Capex for a residential PV project, for example, is expected to drop from €1,169/kW-installed in 2020 to €826 in 2030, €650 in 2040, and €537 in 2050, according to the group’s estimates.
By 2050, commercial PV is projected to cost €397 per kW installed, up from €907 in 2020, €623 in 2030, and €484 in 2040. The capex for industrial roofs is expected to fall from €682/kW-installed in 2020 to €459 in 2030, €353 in 2040, and €289 in 2050.
The group looked into the large scale market and given prices for two types of PV plants: fixed structure and single-axis trackers, and discovered that the second category would see a price drop from €638 per kW built-in 2020 to €429 in 2030, €330 in 2040, and €271 in 2050. From €580 in 2020 to €390 in 2030 to €300 in 2040, the first group is expected to achieve a capex of €246/kW-installed.

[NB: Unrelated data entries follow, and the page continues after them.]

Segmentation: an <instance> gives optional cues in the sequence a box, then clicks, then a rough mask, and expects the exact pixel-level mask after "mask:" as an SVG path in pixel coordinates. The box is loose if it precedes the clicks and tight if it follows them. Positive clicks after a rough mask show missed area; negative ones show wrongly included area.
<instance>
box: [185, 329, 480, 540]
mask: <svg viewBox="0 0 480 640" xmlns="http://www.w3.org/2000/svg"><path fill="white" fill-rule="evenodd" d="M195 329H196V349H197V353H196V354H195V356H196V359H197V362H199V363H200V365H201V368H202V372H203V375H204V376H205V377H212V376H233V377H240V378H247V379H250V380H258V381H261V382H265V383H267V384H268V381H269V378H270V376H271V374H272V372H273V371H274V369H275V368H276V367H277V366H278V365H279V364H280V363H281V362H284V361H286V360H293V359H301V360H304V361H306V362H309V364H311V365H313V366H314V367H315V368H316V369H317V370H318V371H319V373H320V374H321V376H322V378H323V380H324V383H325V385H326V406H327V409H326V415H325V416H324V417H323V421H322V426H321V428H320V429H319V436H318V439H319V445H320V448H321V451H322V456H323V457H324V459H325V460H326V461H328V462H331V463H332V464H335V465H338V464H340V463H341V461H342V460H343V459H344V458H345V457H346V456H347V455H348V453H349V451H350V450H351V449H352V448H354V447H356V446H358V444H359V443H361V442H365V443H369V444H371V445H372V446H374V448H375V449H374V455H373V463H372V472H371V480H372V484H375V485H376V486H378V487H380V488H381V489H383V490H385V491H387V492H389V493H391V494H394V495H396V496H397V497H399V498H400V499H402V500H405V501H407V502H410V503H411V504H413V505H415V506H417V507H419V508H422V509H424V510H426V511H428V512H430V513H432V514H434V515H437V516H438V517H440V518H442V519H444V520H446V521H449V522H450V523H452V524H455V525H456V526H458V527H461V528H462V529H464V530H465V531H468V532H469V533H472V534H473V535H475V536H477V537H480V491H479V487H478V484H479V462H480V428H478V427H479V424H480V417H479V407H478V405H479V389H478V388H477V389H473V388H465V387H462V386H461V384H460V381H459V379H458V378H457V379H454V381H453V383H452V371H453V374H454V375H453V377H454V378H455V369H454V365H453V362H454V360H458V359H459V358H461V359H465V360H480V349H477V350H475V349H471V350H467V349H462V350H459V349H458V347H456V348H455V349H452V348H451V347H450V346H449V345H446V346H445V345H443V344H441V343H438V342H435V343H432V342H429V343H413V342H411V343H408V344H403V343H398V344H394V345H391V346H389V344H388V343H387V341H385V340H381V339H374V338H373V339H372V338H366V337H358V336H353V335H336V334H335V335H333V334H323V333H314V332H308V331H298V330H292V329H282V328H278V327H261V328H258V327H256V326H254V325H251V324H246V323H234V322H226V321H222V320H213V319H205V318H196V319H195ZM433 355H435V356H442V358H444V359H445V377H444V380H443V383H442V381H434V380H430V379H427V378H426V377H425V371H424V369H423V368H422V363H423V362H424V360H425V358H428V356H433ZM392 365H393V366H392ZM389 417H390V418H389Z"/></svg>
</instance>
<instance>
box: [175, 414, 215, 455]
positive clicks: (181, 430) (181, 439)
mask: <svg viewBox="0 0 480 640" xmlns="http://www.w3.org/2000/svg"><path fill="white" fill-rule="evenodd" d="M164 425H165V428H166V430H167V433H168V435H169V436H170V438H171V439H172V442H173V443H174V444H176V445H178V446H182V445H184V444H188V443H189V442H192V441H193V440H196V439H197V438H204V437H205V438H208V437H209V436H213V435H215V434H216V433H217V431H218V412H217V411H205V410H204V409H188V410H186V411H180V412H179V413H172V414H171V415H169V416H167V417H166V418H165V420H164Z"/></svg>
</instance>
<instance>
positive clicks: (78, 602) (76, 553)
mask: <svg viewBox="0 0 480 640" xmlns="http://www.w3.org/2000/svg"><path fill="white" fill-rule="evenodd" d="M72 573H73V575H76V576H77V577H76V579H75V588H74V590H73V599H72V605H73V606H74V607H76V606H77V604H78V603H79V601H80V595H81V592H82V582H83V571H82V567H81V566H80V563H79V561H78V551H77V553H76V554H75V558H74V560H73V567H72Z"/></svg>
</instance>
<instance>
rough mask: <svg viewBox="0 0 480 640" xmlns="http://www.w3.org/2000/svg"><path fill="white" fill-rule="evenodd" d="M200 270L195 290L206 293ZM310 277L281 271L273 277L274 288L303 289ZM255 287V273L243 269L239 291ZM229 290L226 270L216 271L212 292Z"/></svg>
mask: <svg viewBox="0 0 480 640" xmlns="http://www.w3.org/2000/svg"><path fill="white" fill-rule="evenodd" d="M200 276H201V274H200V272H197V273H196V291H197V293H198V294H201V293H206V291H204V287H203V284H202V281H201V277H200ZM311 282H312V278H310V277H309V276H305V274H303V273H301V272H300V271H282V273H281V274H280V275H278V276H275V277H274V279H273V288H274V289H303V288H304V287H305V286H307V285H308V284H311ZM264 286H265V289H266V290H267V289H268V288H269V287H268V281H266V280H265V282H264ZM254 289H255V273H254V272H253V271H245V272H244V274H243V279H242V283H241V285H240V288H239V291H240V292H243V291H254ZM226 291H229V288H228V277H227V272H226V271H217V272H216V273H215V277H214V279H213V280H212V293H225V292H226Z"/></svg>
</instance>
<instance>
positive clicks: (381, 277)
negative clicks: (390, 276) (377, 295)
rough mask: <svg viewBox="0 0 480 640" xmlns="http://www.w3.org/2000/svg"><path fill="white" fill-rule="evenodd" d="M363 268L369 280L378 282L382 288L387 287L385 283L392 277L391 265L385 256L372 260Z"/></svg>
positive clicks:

The study also predicts that renewable-powered desalination would be able to solve the water shortage problem by supplying 3 billion cubic meters of clean water every day, as well as the complete implementation of power-to-x technology.
“According to IPCC sources, the findings of our analysis identify a scenario that has been claimed as impossible,” Breyer said. “We are, however, able to demonstrate that the climate goals can be reached without raising the [cost] per unit of energy by… extensive direct and indirect electrification of the energy grid, as well as renewables-based electricity supply.”